AI-POWERED SYSTEM FOR NETWORK ACTIVITY MONITORING AND DETECTION OF SQL INJECTION ATTACKS USING ZABBIX AND GRAFANA
DOI:
https://doi.org/10.54309/IJICT.2025.23.3.004Keywords:
SQL injection, WAF, OWASP, Zabbix, Grafana, AI, NetworkAbstract
Timely and accurate detection of SQL injection attacks is not an easy problem. It is essentially an online pattern matching task, requiring constant monitoring of huge volumes of network traffic and fast inferences about tiny anomalies.
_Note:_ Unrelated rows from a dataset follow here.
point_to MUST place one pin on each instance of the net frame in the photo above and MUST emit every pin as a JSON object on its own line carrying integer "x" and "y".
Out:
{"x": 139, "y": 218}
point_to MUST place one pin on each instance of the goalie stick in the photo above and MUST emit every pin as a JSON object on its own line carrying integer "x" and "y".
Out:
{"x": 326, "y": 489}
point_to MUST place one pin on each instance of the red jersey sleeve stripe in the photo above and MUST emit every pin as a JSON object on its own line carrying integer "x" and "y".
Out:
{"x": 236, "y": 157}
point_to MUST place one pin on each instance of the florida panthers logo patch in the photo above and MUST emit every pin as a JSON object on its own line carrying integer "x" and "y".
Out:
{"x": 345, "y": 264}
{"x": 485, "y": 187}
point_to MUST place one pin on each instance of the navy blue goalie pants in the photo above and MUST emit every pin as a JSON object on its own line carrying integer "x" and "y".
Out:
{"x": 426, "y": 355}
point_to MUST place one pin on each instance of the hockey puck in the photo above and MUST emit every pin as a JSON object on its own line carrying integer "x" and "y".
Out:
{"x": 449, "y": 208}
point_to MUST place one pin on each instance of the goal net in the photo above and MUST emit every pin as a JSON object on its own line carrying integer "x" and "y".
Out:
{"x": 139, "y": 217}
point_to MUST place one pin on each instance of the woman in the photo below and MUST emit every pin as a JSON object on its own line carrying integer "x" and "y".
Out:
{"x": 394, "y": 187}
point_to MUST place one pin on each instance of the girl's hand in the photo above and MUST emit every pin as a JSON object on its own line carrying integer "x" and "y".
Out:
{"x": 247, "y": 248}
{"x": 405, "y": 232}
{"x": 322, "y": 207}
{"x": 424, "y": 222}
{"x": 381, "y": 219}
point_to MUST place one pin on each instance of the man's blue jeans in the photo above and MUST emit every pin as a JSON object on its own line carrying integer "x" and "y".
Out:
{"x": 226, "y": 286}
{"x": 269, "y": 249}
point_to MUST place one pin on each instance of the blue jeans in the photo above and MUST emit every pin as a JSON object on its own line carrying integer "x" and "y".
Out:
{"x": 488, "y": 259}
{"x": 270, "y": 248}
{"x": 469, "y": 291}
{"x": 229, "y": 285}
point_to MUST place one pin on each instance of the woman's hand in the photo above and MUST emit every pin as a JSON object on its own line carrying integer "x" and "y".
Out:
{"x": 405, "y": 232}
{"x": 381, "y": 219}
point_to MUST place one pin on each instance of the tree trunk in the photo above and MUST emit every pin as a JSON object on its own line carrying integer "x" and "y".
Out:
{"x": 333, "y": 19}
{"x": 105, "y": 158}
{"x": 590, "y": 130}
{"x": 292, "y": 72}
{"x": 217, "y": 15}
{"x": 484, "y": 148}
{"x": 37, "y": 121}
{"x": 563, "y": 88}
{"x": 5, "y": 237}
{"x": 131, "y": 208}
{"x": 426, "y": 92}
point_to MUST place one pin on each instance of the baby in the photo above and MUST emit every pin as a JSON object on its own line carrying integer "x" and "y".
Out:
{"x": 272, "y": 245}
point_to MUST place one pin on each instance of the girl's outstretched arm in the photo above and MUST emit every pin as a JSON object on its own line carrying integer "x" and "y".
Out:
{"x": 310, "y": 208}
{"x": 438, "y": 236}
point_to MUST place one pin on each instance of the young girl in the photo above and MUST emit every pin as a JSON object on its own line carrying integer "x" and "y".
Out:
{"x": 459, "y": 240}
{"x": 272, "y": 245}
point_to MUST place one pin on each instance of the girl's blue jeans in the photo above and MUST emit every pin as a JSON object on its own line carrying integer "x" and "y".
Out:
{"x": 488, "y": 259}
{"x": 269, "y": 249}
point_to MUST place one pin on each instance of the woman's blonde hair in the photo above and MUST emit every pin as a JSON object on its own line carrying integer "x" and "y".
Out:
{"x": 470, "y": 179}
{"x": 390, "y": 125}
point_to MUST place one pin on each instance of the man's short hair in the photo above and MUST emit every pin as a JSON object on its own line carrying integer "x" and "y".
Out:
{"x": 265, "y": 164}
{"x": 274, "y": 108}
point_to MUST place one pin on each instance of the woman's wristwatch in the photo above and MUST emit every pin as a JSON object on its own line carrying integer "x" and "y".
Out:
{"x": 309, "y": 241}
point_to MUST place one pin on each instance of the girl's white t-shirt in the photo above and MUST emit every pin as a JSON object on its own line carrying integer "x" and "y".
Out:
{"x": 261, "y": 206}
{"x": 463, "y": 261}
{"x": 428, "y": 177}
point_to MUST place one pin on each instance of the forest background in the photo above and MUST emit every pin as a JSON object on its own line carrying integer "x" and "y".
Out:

To automate the burden of this task, we design and implement an intelligent monitoring system that combinatorially leverages Zabbix for data ingestion, Grafana for visual interactive analysis, and machine learning models for activity classification. The system architecture continuously pulls raw network flows through Zabbix agents at strategic ingress and egress points. Collected metrics (HTTP request patterns, query payload entropy, anomalous response latency, etc.) are then passed to an optional pre-processing module, which applies feature engineering and dimensionality reduction.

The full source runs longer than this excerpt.